Empirical Quantiles

DESCRIPTION:

Returns a vector or bdVector of the desired quantiles of the data.

USAGE:

quantile(x, probs = 0:4/4, na.rm = F, ...)
quantile.default(x, probs = 0:4/4, na.rm = F, 
         alpha = 1, rule = 1, weights = NULL, freq = NULL) 

REQUIRED ARGUMENTS:

x
vector or bdVector of data. Missing values are not allowed unless na.rm=TRUE.

OPTIONAL ARGUMENTS:

probs
vector or bdVector of desired probability levels. Values must be between 0 and 1 inclusive. The default produces a "five number summary": the minimum, lower quartile, median, upper quartile, and maximum of x.
na.rm
logical flag; indicates whether missing values are removed before computation.
...
methods may have other arguments. The following arguments are available in the default method.
alpha
value between 0 and 1 which determines the definition of the quantiles; smaller numbers give wider quantiles.
rule
integer describing the rule to be used for values of probs that are near 0 or 1. If rule is 1, NAs are supplied for any such points. If rule is 2, the extreme values of x are used. If rule is 3, linear extrapolation is used. This option is irrelevant if alpha=1.
weights
vector of weights the same length as x, or NULL if no weights. Quantiles are calculated for the weighted distribution with probabilities proportional to weights on the values of x.
freq
vector of positive integers, the same length as x, giving frequencies. If supplied then results are equivalent to supplying rep(x, freq) instead of x. The effect is similar to the weights argument, except that values are actually repeated so that the quantiles returned may be exactly equal to a repeated value of x rather than interpolated between adjacent values.

VALUE:

vector or bdVector of empirical quantiles corresponding to the probs levels in the sorted x data.

DETAILS:

The algorithm linearly interpolates between order statistics of x, assuming that the ith order statistic is the (i-alpha)/(n-1+2*alpha) quantile if no weights are present, where n=length(x). The algorithm uses partial sorting, hence is quickly able to find a few quantiles even of large datasets.

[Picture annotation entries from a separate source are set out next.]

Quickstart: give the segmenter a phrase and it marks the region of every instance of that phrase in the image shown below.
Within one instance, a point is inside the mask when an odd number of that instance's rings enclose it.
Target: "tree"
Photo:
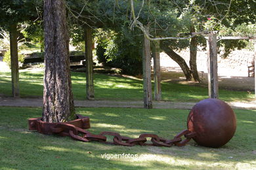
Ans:
[[[18,65],[18,38],[20,34],[18,27],[23,22],[36,18],[36,3],[35,0],[0,1],[0,27],[10,33],[12,92],[14,97],[20,95]]]
[[[45,0],[45,63],[43,120],[63,122],[74,120],[69,35],[64,0]]]

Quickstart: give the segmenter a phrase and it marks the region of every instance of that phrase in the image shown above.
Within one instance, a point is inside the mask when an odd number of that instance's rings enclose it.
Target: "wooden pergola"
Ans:
[[[255,37],[217,37],[216,31],[210,32],[205,37],[207,44],[207,67],[208,67],[208,94],[209,98],[219,97],[218,84],[218,62],[217,62],[217,40],[251,40],[256,39]],[[161,77],[159,42],[154,43],[152,55],[154,58],[154,97],[156,101],[161,100]],[[143,55],[143,86],[144,86],[144,107],[152,108],[151,77],[150,77],[150,42],[144,38]],[[255,63],[256,63],[256,41],[254,42]],[[256,97],[256,76],[255,76],[255,92]]]

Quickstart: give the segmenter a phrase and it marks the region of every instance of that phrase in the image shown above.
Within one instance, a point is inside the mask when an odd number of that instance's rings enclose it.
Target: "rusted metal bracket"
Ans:
[[[154,134],[141,134],[138,138],[132,139],[120,135],[119,133],[112,131],[102,131],[99,135],[91,133],[85,130],[90,128],[89,117],[77,115],[77,119],[64,123],[49,123],[42,121],[42,118],[30,118],[28,120],[30,130],[36,130],[39,133],[47,135],[58,135],[60,136],[70,136],[74,140],[89,142],[98,141],[107,144],[114,144],[126,146],[133,146],[136,144],[140,146],[156,146],[170,147],[173,145],[184,146],[195,133],[184,130],[179,133],[174,139],[167,140]],[[107,141],[106,136],[112,136],[113,142]],[[181,137],[185,139],[182,141]],[[150,143],[146,143],[146,138],[150,138]]]

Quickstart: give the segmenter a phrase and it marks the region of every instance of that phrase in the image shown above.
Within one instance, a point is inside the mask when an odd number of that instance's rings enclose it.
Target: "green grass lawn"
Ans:
[[[136,137],[142,133],[171,139],[186,129],[189,110],[86,108],[89,131],[114,131]],[[235,110],[237,129],[225,146],[211,148],[194,141],[183,147],[125,147],[82,143],[68,137],[28,130],[28,119],[40,116],[41,108],[0,107],[0,169],[255,169],[256,110]],[[101,154],[148,154],[137,159],[102,158]]]
[[[85,73],[72,73],[72,90],[75,99],[84,100]],[[43,95],[43,73],[20,71],[20,95],[22,97],[38,97]],[[129,78],[95,74],[96,99],[142,100],[142,81]],[[11,95],[11,73],[0,73],[0,94]],[[153,83],[154,86],[154,83]],[[199,101],[207,98],[207,89],[189,85],[163,82],[162,98],[172,101]],[[247,92],[219,90],[220,99],[226,101],[252,99],[253,94]]]

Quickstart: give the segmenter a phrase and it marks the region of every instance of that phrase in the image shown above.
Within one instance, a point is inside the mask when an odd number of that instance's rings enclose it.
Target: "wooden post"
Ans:
[[[146,27],[146,31],[148,27]],[[143,92],[144,108],[152,108],[152,90],[151,84],[150,42],[144,36],[143,39]]]
[[[89,100],[94,100],[92,29],[86,28],[85,34],[87,98]]]
[[[160,42],[159,41],[154,41],[152,43],[154,80],[155,83],[154,97],[156,101],[161,101],[161,99],[160,43]]]
[[[217,35],[211,32],[207,39],[208,94],[209,98],[219,97]]]
[[[254,41],[254,92],[256,98],[256,41]]]
[[[11,69],[12,75],[12,93],[13,97],[20,96],[20,84],[18,61],[17,24],[10,27]]]

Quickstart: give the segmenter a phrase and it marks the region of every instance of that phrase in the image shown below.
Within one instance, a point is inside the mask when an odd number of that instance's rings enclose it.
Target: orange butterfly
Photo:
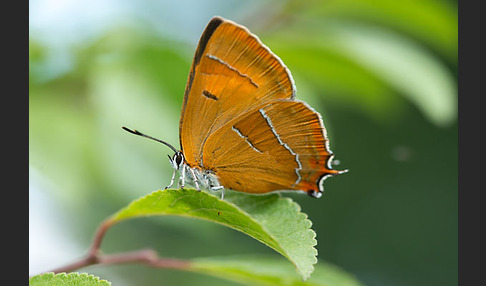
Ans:
[[[221,17],[206,26],[189,72],[179,123],[181,150],[169,160],[211,190],[307,192],[319,198],[331,168],[319,113],[295,100],[290,71],[245,27]],[[222,192],[222,198],[223,198]]]

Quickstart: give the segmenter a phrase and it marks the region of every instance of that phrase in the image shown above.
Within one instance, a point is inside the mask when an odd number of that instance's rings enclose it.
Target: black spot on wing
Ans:
[[[218,100],[218,99],[219,99],[219,98],[218,98],[216,95],[214,95],[214,94],[210,93],[210,92],[209,92],[209,91],[207,91],[207,90],[203,90],[203,95],[204,95],[205,97],[210,98],[210,99],[213,99],[213,100]]]

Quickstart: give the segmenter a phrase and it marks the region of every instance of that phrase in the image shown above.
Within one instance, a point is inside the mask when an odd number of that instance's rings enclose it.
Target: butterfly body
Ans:
[[[171,185],[179,170],[182,186],[189,178],[198,189],[294,190],[320,197],[324,179],[345,171],[331,168],[321,116],[295,94],[290,71],[258,37],[214,17],[186,84],[181,150],[170,146],[176,151],[169,157]]]

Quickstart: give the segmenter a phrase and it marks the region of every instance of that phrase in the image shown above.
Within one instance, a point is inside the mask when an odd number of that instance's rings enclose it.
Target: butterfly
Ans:
[[[333,153],[318,112],[295,99],[290,71],[246,27],[215,16],[207,24],[187,79],[179,140],[169,156],[179,184],[197,190],[261,194],[280,190],[319,198]]]

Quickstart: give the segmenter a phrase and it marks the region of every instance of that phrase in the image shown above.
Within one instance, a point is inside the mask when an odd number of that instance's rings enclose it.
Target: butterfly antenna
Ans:
[[[165,146],[169,147],[170,149],[172,149],[172,151],[174,151],[174,153],[177,153],[178,152],[177,149],[174,148],[174,146],[170,145],[169,143],[167,143],[167,142],[165,142],[163,140],[160,140],[160,139],[154,138],[152,136],[143,134],[142,132],[139,132],[139,131],[137,131],[135,129],[132,130],[132,129],[126,128],[125,126],[122,126],[122,128],[123,128],[123,130],[128,131],[128,132],[130,132],[132,134],[139,135],[139,136],[142,136],[142,137],[149,138],[149,139],[155,140],[157,142],[160,142],[160,143],[164,144]]]

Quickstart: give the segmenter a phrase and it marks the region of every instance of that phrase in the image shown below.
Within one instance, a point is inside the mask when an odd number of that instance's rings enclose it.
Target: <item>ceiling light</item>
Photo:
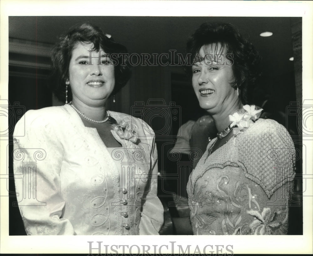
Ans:
[[[260,35],[261,36],[264,37],[270,36],[273,34],[273,33],[271,32],[269,32],[268,31],[267,31],[265,32],[263,32],[263,33],[261,33],[260,34]]]

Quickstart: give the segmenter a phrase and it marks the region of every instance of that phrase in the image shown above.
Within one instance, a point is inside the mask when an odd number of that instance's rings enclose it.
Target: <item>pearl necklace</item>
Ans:
[[[221,133],[218,133],[217,134],[217,137],[219,139],[222,139],[224,137],[226,136],[229,133],[230,133],[233,129],[234,128],[234,126],[231,127],[231,128],[230,126],[231,125],[231,124],[228,125],[227,127]]]
[[[109,112],[107,111],[106,114],[108,116],[105,118],[105,119],[104,120],[102,120],[102,121],[96,121],[95,120],[93,120],[92,119],[90,119],[90,118],[87,117],[86,116],[84,115],[83,113],[75,107],[74,107],[74,105],[73,104],[71,101],[69,102],[69,104],[70,105],[72,106],[72,107],[76,111],[76,112],[83,117],[84,118],[85,118],[87,120],[89,120],[90,121],[91,121],[92,122],[93,122],[94,123],[105,123],[109,120],[109,118],[110,117],[110,114],[109,113]]]

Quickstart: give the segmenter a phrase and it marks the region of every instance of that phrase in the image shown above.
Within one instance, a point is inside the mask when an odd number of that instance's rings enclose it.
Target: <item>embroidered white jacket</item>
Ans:
[[[154,133],[140,119],[110,113],[131,125],[138,145],[112,130],[122,147],[110,155],[69,105],[30,110],[18,122],[13,168],[28,235],[158,234],[163,210]]]

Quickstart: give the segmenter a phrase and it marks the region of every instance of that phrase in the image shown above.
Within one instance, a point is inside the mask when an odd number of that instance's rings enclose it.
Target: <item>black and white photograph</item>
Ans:
[[[312,252],[313,5],[54,2],[1,2],[1,253]]]

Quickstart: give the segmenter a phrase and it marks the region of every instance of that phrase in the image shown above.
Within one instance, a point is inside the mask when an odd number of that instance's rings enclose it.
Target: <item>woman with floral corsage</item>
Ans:
[[[24,136],[14,136],[13,156],[28,235],[158,234],[154,133],[105,107],[130,76],[126,53],[89,23],[56,44],[54,91],[66,104],[28,111],[14,132],[25,127]]]
[[[258,54],[227,24],[203,24],[187,49],[195,92],[218,132],[187,185],[194,234],[286,234],[295,150],[285,128],[260,118],[248,97]]]

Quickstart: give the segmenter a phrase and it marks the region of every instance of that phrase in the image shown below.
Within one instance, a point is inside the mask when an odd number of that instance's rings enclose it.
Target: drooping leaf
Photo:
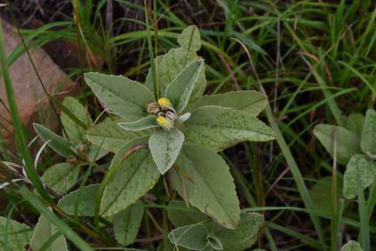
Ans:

approx((1:n - alpha) / (n + 1 - 2 * alpha), 
       x, probs, rule=rule) 

If x contains randomly-generated values from a distribution, then alpha=1 gives quantiles which are biased (they tend to be too narrow), alpha=1/3 gives approximately median-unbiased estimates of the quantiles of the distribution, and alpha=0 matches the correct probabilities for a new observation "X" from that distribution, i.e.
prob(X < quantile(x, p, alpha=0)) = p
(the relationship is exact if p=k/(n+1) for some integer k and the distribution is continuous, and approximate otherwise).

If weights are present, then alpha=.5 corresponds to interpolating between the midpoints of segments of the step function with step widths proportional to weights. For other values of alpha the horizontal positions of those midpoints are transformed linearly; for alpha=1 the horizontal positions of the two extreme midpoints are at 0 and 1.

If weights are present and there are ties in x, then the corresponding weights are averged, so that results are independent of the order of observations.

If both weights and frequencies are supplied, then x and weights are replicated using the frequencies. This may use a lot of memory.

REFERENCES:

Hyndman, R. J. and Fan, Y (1996), "Sample Quantiles in Statistical Packages," The American Statistician, 50, 361-364.

SEE ALSO:

, , , , , , , .

EXAMPLES:

quantile(car.miles)        # five number summary 

quantile(testscores[,1], c(.33,.67))  # 33% and 67% quantiles of  
                                      # data from testscores 

diff(quantile(testscores[,1], c(.25, .75))) # interquartile range 
 
# create function iqr 
iqr <- function (x) diff(quantile(x, c(.25, .75))) 
iqr(car.miles) # returns 23 
 
set.seed(2); x <- runif(9) 
probs <- seq(0, 1, length=101) 
plot(probs, quantile(x, probs, alpha=1), type="l", ylim=c(-.14,1)) 
lines(probs, quantile(x, probs, alpha=.5), col=2) 
lines(probs, quantile(x, probs, alpha=0), col=3) 
lines(probs, quantile(x, probs, alpha=0, rule=3), col=3, lty=3) 
 
# weighted distributions 
plot(probs, quantile(sort(x), probs, weights=1:9, alpha=.5), 
     type="l", ylim=0:1) 
w <- 1:9 / sum(1:9) 
points(cumsum(w)-w/2, sort(x)) 
lines(cumsum(w), sort(x), type="S", col=2) 
lines(probs, quantile(sort(x), probs, weights=1:9, alpha=1), col=3) 
 
# Frequencies 
quantile(rep(x, 1:9))   # For reference 
quantile(x, freq = 1:9) # This should match the previous